No outro lado da rua, Flávia Isadora apelava para Deus. “Me dá uma ajuda, assim como Deus vai te abençoar?”, dizia a travesti enquanto abordava clientes de um supermercado.
“Eu já consegui ganhar R$ 100 por dia, em dezembro do ano passado aqui neste mesmo lugar. Agora as pessoas nem olham para falar um ‘não’.”
Flávia tem 25 anos e aos 15 saiu de casa porque quer ser independente. Aos 18, deixou o Ceará e mudou para São Paulo, onde também faz programa.
“Eu estou sempre pela República, Santa Cecília, mas me falaram que o preconceito com quem está no centro está maior, tudo igual.”
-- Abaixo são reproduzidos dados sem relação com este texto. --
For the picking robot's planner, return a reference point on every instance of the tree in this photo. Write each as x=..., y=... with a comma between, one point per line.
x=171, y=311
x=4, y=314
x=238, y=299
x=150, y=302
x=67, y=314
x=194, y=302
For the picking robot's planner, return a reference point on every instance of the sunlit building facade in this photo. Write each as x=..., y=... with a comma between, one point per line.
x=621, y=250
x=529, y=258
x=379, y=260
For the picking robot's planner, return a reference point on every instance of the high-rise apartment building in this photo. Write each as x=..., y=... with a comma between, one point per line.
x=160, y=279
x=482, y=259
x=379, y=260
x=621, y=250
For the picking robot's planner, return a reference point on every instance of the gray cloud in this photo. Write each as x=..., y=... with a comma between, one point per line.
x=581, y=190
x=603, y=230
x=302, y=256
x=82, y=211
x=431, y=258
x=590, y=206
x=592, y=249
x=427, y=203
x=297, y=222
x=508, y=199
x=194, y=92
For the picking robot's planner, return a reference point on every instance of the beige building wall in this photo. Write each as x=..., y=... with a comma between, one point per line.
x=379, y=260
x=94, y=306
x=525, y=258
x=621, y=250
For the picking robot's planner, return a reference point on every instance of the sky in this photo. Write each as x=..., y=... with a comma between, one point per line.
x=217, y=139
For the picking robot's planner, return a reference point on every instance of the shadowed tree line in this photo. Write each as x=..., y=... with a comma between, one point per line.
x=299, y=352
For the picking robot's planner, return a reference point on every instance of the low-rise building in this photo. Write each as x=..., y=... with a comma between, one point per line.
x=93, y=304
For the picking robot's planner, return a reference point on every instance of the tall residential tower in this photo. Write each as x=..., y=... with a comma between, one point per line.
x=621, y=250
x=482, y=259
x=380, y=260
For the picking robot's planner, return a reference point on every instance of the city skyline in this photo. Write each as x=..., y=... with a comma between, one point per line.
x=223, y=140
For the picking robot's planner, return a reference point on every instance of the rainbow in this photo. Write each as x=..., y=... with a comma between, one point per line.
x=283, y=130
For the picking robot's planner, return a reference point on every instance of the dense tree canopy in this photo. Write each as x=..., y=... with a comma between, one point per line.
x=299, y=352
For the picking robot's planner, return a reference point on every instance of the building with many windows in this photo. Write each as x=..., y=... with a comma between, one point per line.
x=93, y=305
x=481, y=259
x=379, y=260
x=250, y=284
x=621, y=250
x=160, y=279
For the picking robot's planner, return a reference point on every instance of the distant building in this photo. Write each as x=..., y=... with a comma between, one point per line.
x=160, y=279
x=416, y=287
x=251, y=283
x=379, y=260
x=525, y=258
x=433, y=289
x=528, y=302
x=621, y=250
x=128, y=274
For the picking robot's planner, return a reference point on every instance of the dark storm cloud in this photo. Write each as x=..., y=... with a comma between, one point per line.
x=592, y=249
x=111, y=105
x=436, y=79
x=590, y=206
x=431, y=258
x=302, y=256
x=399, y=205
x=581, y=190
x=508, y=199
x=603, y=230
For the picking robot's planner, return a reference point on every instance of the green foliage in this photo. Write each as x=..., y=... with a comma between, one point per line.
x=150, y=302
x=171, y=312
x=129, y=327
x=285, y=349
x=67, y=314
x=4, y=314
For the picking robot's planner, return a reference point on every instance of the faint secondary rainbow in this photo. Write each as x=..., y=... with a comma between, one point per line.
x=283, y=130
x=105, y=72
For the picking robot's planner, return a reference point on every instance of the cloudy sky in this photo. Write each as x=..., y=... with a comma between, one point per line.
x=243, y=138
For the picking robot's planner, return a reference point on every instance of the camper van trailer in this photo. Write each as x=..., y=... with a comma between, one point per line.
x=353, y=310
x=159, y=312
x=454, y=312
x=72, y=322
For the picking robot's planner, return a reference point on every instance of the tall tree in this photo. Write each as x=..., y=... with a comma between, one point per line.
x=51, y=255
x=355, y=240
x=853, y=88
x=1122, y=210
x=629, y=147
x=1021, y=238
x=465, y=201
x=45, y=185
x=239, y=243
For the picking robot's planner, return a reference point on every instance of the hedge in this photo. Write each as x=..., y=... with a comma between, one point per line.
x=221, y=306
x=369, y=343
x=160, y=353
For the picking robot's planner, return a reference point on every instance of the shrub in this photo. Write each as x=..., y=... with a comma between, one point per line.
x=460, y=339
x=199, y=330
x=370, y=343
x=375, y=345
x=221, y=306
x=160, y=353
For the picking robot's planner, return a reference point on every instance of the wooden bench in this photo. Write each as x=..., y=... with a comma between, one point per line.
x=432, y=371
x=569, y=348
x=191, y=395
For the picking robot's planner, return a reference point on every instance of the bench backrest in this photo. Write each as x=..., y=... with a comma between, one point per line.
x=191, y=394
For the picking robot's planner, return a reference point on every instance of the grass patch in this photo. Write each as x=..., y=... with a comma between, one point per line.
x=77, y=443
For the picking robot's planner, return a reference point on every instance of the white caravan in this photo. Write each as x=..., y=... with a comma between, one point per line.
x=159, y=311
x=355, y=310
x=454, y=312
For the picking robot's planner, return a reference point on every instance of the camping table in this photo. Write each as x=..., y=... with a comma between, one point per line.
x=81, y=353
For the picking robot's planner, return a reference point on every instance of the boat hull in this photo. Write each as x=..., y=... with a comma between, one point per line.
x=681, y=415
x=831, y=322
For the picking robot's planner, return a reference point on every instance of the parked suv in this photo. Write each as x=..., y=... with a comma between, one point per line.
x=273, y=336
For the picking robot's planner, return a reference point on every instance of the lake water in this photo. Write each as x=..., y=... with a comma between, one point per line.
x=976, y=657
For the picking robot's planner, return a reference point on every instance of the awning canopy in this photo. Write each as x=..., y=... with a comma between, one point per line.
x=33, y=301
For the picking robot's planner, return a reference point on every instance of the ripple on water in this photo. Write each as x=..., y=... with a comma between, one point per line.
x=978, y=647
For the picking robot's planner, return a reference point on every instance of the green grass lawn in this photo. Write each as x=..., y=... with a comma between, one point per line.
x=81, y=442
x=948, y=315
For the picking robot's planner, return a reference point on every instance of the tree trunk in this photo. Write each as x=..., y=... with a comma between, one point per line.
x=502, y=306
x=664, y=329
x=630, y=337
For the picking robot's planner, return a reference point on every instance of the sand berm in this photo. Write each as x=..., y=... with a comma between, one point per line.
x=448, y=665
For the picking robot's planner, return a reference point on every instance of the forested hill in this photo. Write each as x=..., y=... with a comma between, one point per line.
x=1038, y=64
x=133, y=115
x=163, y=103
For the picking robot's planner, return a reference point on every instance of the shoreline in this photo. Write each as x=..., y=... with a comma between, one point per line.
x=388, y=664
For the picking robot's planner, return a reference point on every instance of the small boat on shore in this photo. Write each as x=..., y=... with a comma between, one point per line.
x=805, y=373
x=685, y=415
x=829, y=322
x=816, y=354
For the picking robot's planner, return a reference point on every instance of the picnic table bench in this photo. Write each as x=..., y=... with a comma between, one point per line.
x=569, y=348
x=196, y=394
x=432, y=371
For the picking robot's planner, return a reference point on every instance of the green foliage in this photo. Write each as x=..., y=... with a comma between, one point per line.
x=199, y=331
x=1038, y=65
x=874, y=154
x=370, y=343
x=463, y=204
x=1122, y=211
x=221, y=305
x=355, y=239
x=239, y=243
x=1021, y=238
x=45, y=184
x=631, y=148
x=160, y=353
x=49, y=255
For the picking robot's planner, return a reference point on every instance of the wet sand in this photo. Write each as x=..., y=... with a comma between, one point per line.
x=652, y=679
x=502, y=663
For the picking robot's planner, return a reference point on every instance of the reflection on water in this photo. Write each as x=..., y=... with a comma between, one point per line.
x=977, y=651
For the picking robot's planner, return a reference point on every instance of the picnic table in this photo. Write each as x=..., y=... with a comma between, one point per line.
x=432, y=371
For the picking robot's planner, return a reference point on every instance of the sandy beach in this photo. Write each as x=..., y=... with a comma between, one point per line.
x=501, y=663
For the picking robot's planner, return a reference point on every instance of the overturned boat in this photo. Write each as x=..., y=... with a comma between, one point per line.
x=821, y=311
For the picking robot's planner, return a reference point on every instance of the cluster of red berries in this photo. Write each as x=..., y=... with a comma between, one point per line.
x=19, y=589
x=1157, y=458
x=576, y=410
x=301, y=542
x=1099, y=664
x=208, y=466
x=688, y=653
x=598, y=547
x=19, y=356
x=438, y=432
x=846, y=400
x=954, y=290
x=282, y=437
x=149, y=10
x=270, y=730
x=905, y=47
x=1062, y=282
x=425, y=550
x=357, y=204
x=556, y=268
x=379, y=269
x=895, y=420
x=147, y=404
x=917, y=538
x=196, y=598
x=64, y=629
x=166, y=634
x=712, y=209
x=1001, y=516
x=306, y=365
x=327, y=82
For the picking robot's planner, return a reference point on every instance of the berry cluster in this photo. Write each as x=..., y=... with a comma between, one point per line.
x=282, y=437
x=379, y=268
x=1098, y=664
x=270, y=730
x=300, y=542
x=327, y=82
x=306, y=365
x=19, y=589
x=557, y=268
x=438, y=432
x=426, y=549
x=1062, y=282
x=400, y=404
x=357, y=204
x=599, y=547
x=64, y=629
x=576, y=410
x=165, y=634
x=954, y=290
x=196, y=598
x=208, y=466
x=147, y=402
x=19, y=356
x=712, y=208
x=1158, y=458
Mércia Gomes da Silva, psicóloga e professora universitária, disse que autoridades deveriam promover uma série de medidas para essa população. Segundo ela, moradores em situação de rua habitam o imaginário da população em geral como pessoas que vão trazer o terror, o medo, a violência.
A pandemia de Covid-19, segundo ela, não é motivo para o público procurar distanciamento. “Não estou desvalorizando a importância do trabalho caritativo, mas o estado precisa de medidas para mudar a situação social e econômica deles”, disse Silva. ”
Há também a falta de atividade econômica. Comércios na região central praticamente pararam desde o dia 20.
Desde terça, policiais passaram a fazer ronda. Aqueles que não são trabalhadores na lista de serviços essenciais, como profissionais da saúde, funcionários de supermercados e motoristas de táxis ou aplicativos, eram obrigados a tomar o rumo de casa.
Diego Nogueira, motorista de Uber, disse que desde a semana passada não consegue arrecadar mais que os R$ 150 necessários para cobrir suas despesas. “A prestação do meu carro venceu há quatro dias e não tenho perspectiva de pagá-la, algo inédito para mim. Estou sem um rumo, não sei se paro ou continuo.”